Maulana Mahmood Madani, Rajya Sabha member and general secretary, Jamiat Ulema-e-Hind: "Only Islamic scholars can speak on such issues, Azmi has received no Islamic education, it's only proper for Muslim women to wear veil, what she has said is an offence against Islam. She is talking about a sensitive issue without authority."
Arif Mohammad Khan, former Union minister, BJP: "Islam is against compelling mankind against their will. Islam is against imposition of norms and attitudes. It only expects men and women to dress decently and not to provoke lewdness."
Syeda Hameed, member, Planning Commission: "The modesty code in Islam applies equally to men and women. Islam does not compel women to cover their faces, They are unnecessarily raising a controversy. The clamour against Shabana is an _expression of male bias. Nobody bothers about the Koranic injunctions on how to dress for men. It's ridiculous, women should speak out."
Liberals find much merit in Syeda Hameed's argument that despite there being explicit injunctions on the male way of dressing too, no one seems to be interested in enforcing any dress-code on such well-known Muslim men as any of the Mumbai film industry Khans or sportsmen, but Tennis star Sania Mirza's sporting gear was picked on, just as Shabana Azmi's call for a debate has been sensationalised. It is clear, they point out, that the patriarchal clergy is fighting a desperate battle against modernity's evolutionary onslaught.
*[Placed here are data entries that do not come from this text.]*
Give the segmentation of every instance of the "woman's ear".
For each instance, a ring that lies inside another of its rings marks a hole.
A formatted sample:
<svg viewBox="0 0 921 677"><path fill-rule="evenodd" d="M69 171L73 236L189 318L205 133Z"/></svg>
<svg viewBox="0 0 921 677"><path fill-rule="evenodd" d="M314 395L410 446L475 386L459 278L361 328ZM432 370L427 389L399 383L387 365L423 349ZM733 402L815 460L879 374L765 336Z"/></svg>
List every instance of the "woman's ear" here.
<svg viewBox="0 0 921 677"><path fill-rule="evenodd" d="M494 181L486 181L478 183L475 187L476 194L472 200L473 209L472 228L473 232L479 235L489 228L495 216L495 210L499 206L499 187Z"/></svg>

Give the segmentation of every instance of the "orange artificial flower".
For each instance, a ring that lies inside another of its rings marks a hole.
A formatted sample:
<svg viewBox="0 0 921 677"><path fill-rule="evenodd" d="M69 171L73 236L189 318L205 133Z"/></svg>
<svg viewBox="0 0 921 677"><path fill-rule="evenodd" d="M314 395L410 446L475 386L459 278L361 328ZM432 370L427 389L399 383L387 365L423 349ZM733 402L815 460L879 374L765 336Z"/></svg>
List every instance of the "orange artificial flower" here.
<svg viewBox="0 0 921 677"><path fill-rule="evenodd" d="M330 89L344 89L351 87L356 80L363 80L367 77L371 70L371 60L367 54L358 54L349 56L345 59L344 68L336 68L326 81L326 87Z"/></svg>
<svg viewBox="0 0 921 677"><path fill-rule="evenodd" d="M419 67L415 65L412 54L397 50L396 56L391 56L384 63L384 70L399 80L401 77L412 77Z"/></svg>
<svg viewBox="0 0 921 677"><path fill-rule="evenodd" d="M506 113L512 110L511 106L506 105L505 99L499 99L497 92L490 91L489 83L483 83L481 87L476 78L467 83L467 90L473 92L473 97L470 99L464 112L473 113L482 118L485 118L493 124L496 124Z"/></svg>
In India, so far, any sort of a compulsion has always been frowned upon, even in Kashmir, as Dukhtaran-e-Millat had found out when it tried to enforce a compulsory Talibanesque purdah on the women in the valley. There were not many takers, despite threats of serious bodily harm. Elsewhere in India too, it has been well-established that the veil has more to do with cultural or regional, and less with religious, dimensions.
The traditional ghungat among the Hindu women in Rajasthan and elsewhere, or the non-observance of purdah by many Muslim women, which hardly ever elicits a comment, makes this abundantly clear.
But with Shabana Azmi's intervention, it is clear that the debate over the compulsory veil for the Muslim women has come out of the purdah.